"Portrait of M. and Mme Claude Moanet”
Another of our recent Dragass acquisitions, in which we see the artist experimenting in a new medium.
It was customary among fin de siècle French painters to do portraits of each other whenever they needed a break from self-portraiture and still life. Although Dragass is not well known as a portraitist, he was still required by the Painters Union to do several per year to fulfill membership requirements.

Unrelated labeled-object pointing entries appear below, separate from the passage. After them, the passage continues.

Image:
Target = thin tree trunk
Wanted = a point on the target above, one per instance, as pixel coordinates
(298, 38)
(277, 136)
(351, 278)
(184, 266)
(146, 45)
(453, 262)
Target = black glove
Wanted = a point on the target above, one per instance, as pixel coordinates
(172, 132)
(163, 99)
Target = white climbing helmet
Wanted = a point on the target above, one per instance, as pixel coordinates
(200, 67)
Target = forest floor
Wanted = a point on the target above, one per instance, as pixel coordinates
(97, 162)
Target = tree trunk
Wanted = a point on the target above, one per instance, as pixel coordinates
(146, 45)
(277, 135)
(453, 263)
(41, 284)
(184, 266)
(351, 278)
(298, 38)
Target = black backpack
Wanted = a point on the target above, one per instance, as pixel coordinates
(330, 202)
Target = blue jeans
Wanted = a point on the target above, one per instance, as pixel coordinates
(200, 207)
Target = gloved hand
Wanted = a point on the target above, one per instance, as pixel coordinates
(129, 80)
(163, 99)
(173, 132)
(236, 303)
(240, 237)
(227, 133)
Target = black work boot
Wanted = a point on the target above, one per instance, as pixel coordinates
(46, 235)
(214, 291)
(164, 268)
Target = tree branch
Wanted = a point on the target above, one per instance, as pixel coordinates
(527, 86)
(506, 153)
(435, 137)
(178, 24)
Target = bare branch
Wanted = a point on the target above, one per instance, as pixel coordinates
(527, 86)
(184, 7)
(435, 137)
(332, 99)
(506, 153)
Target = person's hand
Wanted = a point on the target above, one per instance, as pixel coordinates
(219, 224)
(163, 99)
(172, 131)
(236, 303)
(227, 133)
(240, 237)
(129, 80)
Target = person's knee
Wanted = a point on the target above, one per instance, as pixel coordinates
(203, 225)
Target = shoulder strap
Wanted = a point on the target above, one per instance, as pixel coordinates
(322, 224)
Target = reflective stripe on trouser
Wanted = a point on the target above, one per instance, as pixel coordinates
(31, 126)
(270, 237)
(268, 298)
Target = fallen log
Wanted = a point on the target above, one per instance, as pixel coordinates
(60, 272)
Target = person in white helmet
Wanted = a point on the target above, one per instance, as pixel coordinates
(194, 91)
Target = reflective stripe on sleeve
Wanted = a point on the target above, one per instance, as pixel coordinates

He was fairly close to the deadline for a definitive family portrait when the union assigned him to the Moanet family. Claude Moanet was at the peak of his career, having just completed two large canvases, “More Water Lilies” and “Still More Water Lilies,” which were only much later discovered to be the same painting. Moanet’s work “Under the Water Lilies” had electrified patrons at the Académie Française show that April, due to the combination of sloppy wiring in a spotlight and a galvanized iron floor.
Unfortunately, the timing couldn’t have been much worse for poor Edgar Dragass. He had been highly impressed by the first works of surrealism, and was itching to get home to add an elephant foot umbrella stand and a pinball machine to his sensitive “Ballet Rehearsal with Young Girls in Tight-fitting Costumes.”
Dragass quickly executed the required portrait. His haste is evident in the fact that the painting is slightly out of focus. By the last day of the sitting he could no longer withstand the temptation to surrealize the work and added the crocodile. The Moanets never spoke to him again. Because of Dragass’s growing influence the Académie grudgingly accepted the work for exhibition, although in the photo taken of the event several are clearly holding their noses.
Humiliated, Dragass took to drinking a gassier form of mineral water and as a consequence was rarely invited anywhere, especially after the incident when he was being introduced to Britain’s Queen Victoria. In her diary that evening the Queen recorded: “…then up comes this Dragass cove, him what the police ought to keep an eye on, got the fast hand for the young birds, he do. He makes his bow, him, and lets one off that likes to have cleared the room! Blimey! I could barely keep me face on, and had to change me knickers afters.”